The Great Employee Support Debate

Should the workload and capacity of the employee to deliver assignments on time be the deciding factor for who is assigned a junior employee for support? Or should the decision on where to add a new hire relate more to which department brings in the most money?

Hiring new employees isn’t just a matter of what your company as a whole needs, or even what a department needs. It’s a matter that needs to be decided at the level of the individual employee. Which employees are such outstanding performers that they could perform even better, or grow even more, with additional support? When you hire a new employee, you also are investing in the employee who will be the new employee’s manager. From what I have seen in my own career, that seemingly obvious point often is lost on some department heads.

Instead of giving additional support to the employee who is performing the strongest and who leads the business unit with the greatest potential for growth, the additional support is given to the employee in the department who is notperforming well—the one who can’t keep up with the workload or who doesn’t have the skills to do everything the job requires.

Where do you think it makes the most sense to spend the money on additional support? Should the workload and capacity of the employee(s) to deliver assignments on time be the deciding factor for who is assigned a junior employee for support? Or should the decision on where to add a new hire relate more to where in the department the most money is coming in? Alongside awarding additional support to strong performers is the need to award the additional support to the place in the department where the most money is being generated, or where there is the greatest potential for money generation. Awarding additional support to employees who are failing to keep up with the workload, or who are not able to master the skills needed for their jobs, is backward thinking in my mind. It’s pumping more money into a failing endeavor, rather than directing the money to the person and business unit that is performing the best. The analogy it makes me think of is putting money on the horse that is behind in the race rather than the one who is leading the pack.

Like many other aspects of corporate life—from hiring to promotion—decisions about where resources are directed can be impacted by bias and prejudice. In many cases, these prejudices are unconscious. I once knew of a department head who considered himself a forward-thinking, progressive person, but nevertheless displayed an obvious bias toward middle-aged white men. The picture in his mind of the ideal corporate executive was a conservative-looking white man in his fifties or sixties. Perhaps for that reason, when the opportunity to add a junior employee in the department arose, he provided a supporting employee to the white man in his fifties instead of the younger woman. It didn’t matter that the woman’s business unit was larger, stronger, and had greater potential for growth, or that the woman had been on staff longer and had proven herself a high performer who could deliver anything that was asked of her. The department head wanted to give the man the advantage of the additional resource. He didn’t expect the man to learn the same skills the woman had been expected to learn. The junior employee would take care of those things. And he didn’t want the man bogged down with the same minutia the woman was regularly bogged down with. He wanted to free the man for greater development opportunities.

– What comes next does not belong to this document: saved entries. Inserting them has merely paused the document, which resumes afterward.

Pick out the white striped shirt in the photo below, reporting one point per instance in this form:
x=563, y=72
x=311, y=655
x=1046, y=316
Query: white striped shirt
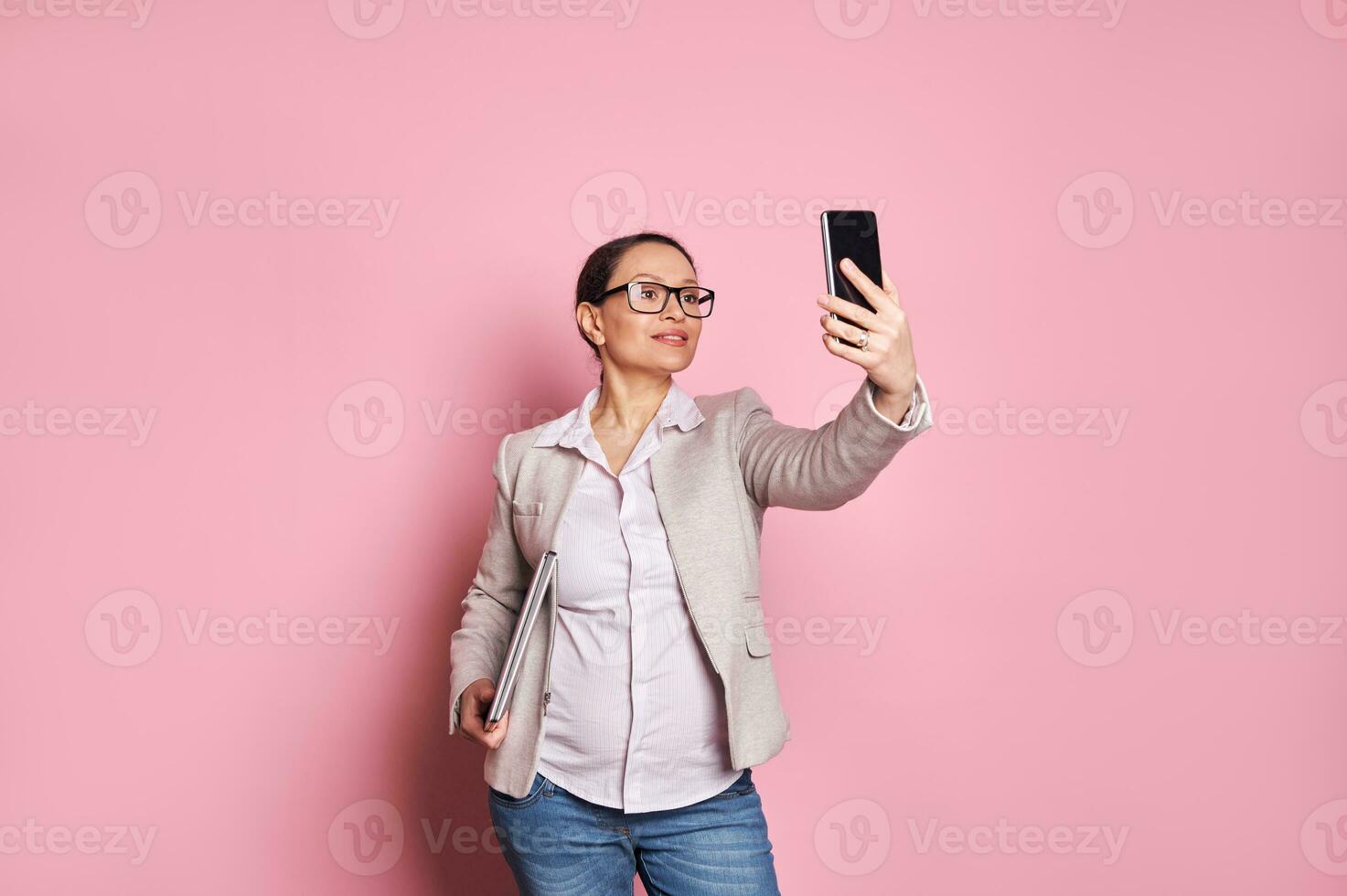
x=636, y=720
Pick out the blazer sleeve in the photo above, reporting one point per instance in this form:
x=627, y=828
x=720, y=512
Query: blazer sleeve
x=493, y=599
x=820, y=469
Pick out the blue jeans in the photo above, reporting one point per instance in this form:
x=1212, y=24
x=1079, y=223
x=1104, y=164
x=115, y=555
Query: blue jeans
x=558, y=844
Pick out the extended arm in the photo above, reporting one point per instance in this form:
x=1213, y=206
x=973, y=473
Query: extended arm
x=820, y=469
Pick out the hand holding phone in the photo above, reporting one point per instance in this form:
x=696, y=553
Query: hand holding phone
x=850, y=235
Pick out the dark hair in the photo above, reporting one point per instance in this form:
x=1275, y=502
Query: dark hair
x=603, y=261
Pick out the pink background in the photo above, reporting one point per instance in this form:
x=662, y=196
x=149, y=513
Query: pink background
x=498, y=136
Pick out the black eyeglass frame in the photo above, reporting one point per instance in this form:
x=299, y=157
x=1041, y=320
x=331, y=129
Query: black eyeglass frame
x=672, y=290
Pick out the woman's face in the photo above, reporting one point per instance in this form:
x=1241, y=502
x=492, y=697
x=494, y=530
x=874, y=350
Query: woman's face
x=635, y=340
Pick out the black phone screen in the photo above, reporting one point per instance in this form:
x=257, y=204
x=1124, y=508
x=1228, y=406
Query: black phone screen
x=851, y=235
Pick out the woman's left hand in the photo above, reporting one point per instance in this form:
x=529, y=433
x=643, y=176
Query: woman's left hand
x=888, y=356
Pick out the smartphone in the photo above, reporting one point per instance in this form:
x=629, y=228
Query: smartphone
x=850, y=235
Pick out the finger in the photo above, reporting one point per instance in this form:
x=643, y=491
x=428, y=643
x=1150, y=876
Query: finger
x=869, y=289
x=851, y=312
x=891, y=289
x=862, y=358
x=843, y=329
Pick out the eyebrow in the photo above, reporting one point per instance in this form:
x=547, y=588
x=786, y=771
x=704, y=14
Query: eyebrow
x=687, y=282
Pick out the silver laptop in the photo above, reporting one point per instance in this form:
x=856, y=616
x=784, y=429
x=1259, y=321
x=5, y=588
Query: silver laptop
x=543, y=577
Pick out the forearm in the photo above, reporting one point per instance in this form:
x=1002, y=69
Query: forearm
x=825, y=468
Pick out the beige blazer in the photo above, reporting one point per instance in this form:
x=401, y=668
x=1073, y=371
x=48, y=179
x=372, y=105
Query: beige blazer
x=712, y=484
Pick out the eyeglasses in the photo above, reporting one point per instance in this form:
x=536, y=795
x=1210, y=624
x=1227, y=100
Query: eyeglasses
x=651, y=298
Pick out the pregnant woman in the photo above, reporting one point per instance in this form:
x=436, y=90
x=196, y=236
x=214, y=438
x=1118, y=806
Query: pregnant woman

When you invest in a junior employee, the manager also gets invested in for further development opportunities. The manager is freed from lower-level tasks to be exposed to higher-level work. For that reason, it’s important to consider the impact on the managers receiving the additional support. Making a hiring decision that doesn’t make sense from a financial standpoint isn’t the only danger. The equal, or greater, danger is the impact on the high-performing employee who was overlooked in favor of the lower-performing employee who got the new hire as an additional resource. That high-performing employee may become demoralized and choose to look for a job at a company that will award them greater career development opportunities.

What does the hiring decision-making model look like at your company? I found this article from Inc. on key questions to ask before you hire a new employee. Like most hiring decision-making advice, however, it does not explore the impact of new hires on the people who manage them. How do you ensure the hiring decisions in your company devote resources to the employees who have the greatest potential and are most deserving of freedom from lower-level tasks in favor of higher-level development?